Dabei war Orbán am vergangenen Sonntag selbst überrascht, wie viele Bürger beim Referendum ihr Ja für die Abschaffung jener Gebühren ankreuzten, die 2007 von der Regierung unter Premier Ferenc Gyurcsány eingeführt worden waren. Meinungsforscher hatten mit bis zu 2,5 Millionen Ja-Stimmen gerechnet, was in etwa der Fidesz-Anhängerschaft entsprochen hätte. Am Ende waren es 3,3 Millionen. Wahlforscher gehen davon aus, dass sich der „Überschuss“ je zur Hälfte aus bisher passiven Wählern und aus der sozialistischen Stammwählerschaft rekrutierte.
Vorsichtige Gangart
Unmittelbar nach dem Referendum legte Orbán eine für ihn ungewohnt vorsichtige Gangart ein. Zwar kündigte er umgehend eine weitere Volksabstimmung an – diesmal gegen die weit gewichtigere Teilprivatisierung der Krankenkassen –, enthielt sich aber jeglicher Rücktrittsforderungen an die Regierung. Wahrscheinlich wird er auch bei der Großkundgebung zum März-Gedenken bei dieser Linie bleiben. „Wir müssen die Situation verstehen und dann vernünftige Entscheidungen treffen“, sagte er in einem Interview mit dem Fidesz-nahen „Echo TV“.
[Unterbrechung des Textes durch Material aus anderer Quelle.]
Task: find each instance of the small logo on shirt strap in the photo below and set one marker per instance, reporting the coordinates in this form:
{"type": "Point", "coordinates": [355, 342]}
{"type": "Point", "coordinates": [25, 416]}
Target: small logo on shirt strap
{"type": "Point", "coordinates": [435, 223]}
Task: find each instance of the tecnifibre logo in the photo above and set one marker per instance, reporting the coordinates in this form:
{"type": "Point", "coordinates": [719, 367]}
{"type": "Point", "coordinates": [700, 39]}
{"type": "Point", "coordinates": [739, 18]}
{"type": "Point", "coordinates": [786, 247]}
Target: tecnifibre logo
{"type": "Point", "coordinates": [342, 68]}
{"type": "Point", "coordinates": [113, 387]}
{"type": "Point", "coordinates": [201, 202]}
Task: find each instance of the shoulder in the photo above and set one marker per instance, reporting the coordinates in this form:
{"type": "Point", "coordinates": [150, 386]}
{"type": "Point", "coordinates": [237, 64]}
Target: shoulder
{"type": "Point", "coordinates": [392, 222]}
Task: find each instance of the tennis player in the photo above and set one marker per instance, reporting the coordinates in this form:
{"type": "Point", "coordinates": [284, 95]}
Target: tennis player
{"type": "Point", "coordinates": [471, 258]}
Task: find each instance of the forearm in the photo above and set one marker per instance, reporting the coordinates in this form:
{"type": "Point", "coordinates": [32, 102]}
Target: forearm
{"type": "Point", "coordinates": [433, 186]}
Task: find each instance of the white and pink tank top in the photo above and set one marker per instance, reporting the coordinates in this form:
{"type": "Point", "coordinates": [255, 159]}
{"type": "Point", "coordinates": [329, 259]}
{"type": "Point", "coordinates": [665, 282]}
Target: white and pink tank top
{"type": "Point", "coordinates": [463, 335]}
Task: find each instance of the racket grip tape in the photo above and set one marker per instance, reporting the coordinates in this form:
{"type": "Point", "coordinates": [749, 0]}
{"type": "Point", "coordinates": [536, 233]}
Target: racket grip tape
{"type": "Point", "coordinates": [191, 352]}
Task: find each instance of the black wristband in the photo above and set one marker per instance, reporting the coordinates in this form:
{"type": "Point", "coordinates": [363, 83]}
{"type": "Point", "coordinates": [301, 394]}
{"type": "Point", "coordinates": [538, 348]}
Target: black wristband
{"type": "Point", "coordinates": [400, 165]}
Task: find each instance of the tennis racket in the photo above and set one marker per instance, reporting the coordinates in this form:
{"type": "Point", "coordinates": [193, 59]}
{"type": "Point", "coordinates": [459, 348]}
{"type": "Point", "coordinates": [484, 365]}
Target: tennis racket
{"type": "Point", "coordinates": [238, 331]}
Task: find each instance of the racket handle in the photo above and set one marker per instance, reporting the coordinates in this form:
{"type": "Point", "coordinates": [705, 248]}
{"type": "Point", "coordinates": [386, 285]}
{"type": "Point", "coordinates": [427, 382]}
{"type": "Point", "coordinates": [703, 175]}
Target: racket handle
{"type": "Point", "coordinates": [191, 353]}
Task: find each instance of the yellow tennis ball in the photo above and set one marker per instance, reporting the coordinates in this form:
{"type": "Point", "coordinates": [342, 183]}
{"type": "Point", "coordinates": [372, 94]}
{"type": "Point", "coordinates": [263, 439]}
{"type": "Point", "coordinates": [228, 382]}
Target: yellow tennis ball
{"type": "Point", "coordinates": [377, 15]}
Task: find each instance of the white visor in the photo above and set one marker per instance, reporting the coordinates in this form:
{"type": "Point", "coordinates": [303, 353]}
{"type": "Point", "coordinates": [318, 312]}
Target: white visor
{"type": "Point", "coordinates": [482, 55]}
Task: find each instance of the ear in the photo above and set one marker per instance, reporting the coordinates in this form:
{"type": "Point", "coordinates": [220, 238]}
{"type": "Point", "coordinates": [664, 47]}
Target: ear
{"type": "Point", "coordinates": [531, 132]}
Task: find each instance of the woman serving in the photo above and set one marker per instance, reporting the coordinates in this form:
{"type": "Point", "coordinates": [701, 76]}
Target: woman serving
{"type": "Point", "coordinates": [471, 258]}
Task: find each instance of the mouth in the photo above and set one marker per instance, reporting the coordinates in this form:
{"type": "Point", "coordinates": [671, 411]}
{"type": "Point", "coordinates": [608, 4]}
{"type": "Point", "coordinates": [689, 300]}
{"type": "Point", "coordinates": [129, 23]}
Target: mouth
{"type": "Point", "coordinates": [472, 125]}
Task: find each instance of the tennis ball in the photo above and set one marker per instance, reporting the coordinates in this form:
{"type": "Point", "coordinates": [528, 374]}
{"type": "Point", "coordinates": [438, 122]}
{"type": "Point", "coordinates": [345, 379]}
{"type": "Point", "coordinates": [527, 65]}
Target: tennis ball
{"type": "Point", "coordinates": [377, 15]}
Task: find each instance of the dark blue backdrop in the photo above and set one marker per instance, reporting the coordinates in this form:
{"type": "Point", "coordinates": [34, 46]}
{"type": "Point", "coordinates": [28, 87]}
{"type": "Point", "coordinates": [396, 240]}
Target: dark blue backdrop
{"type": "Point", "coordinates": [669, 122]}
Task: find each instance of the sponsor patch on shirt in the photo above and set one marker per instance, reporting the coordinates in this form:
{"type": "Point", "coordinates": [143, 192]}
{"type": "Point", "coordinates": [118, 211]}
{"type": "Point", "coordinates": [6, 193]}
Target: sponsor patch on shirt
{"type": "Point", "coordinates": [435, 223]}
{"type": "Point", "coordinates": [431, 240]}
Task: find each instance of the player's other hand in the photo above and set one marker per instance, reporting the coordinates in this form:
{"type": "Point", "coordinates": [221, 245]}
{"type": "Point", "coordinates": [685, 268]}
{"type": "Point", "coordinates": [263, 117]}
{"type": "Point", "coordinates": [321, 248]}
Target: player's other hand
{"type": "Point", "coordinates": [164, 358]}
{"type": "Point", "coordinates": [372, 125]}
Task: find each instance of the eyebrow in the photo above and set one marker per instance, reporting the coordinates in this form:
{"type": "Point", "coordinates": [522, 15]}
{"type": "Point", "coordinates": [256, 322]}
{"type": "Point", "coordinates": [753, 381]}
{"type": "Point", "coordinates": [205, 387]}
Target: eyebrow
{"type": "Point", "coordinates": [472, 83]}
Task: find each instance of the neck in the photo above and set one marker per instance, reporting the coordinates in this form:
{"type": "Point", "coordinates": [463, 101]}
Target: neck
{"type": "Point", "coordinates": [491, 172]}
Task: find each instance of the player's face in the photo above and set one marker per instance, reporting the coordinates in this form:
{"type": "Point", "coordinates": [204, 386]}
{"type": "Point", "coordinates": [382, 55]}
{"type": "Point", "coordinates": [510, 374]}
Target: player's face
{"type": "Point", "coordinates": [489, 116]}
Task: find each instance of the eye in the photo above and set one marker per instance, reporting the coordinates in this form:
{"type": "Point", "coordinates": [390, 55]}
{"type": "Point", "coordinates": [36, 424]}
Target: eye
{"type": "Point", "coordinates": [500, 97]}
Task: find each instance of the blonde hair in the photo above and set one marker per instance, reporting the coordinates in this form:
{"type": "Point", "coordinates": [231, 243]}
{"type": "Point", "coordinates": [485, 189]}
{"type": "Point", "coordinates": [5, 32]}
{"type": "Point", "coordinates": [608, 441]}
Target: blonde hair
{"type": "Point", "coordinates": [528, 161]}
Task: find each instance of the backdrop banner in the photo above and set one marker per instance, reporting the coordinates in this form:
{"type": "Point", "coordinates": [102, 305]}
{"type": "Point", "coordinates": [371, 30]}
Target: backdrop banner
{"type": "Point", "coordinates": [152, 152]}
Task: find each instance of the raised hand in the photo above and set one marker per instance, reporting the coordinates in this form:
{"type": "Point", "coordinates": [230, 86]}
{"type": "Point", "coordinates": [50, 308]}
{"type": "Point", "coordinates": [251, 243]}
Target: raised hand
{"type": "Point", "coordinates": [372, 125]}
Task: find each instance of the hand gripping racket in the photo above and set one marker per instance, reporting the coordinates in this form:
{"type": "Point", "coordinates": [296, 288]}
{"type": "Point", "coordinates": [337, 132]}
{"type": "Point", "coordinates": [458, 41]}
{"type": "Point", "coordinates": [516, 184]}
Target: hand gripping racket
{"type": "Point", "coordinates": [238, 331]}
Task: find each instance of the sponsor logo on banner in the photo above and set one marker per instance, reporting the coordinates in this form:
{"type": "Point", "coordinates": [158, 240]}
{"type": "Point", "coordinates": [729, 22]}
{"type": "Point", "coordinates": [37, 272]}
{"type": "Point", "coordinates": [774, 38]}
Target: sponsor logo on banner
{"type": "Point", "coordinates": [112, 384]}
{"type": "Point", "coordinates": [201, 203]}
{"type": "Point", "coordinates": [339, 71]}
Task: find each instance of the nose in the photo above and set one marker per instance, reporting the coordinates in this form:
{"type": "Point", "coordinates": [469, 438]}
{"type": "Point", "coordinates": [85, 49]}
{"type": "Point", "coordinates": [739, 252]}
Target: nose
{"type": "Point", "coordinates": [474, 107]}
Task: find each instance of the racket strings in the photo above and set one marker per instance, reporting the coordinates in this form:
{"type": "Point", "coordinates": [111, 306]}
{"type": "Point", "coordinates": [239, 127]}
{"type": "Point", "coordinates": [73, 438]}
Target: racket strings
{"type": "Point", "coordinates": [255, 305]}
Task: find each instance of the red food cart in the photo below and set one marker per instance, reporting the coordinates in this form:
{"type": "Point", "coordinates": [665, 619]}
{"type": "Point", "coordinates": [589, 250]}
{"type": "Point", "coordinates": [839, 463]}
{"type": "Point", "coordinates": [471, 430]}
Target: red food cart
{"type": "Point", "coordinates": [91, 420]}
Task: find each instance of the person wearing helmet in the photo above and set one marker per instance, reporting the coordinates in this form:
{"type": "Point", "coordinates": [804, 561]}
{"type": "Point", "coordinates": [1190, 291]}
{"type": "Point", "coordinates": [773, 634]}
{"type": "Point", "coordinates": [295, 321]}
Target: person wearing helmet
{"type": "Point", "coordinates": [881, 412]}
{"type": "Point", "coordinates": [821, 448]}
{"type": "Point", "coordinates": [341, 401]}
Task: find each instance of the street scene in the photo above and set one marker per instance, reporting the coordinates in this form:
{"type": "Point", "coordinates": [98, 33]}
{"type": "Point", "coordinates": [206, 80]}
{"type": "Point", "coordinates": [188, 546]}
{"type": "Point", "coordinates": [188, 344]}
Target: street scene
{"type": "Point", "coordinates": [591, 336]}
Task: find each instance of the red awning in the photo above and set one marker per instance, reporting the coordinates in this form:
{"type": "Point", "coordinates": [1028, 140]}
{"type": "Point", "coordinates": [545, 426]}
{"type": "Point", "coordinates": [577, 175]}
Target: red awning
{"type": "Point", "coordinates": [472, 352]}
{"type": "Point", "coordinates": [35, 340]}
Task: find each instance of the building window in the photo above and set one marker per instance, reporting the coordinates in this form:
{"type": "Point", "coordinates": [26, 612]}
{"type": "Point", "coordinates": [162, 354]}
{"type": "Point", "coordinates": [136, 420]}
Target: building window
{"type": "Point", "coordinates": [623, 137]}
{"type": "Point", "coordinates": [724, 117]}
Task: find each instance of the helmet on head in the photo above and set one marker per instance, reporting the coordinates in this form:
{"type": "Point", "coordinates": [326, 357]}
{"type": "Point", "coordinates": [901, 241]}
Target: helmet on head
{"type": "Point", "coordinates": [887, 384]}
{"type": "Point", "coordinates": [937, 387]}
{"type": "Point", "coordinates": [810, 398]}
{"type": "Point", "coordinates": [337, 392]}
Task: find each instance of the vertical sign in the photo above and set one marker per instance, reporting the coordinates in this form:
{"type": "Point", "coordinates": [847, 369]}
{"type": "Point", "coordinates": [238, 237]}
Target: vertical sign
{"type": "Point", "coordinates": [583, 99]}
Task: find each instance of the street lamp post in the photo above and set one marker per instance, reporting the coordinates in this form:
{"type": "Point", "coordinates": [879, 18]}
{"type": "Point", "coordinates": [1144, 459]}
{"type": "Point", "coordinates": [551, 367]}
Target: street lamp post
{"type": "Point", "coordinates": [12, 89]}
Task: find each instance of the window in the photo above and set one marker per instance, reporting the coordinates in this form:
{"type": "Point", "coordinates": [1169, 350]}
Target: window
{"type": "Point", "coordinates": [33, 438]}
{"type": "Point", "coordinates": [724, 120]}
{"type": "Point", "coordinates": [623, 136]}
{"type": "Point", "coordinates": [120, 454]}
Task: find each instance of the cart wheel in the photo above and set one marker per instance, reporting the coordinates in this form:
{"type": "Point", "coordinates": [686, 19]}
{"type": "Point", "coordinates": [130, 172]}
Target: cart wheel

Tatsächlich dürften ihm einige seiner Berater den Gedanken nahegebracht haben, dass die Zeit derzeit für ihn arbeite. Das Referendumsergebnis hat die regierenden Sozialisten tief geschockt und das Verhältnis zum liberalen Koalitionspartner neu belastet. Gyurcsány, dessen Popularitätswerte schon vor dem Urnengang im Keller waren, scheint stärker denn je unter Druck. Dem Fidesz könnte das Land wie eine überreife Frucht in den Schoß fallen.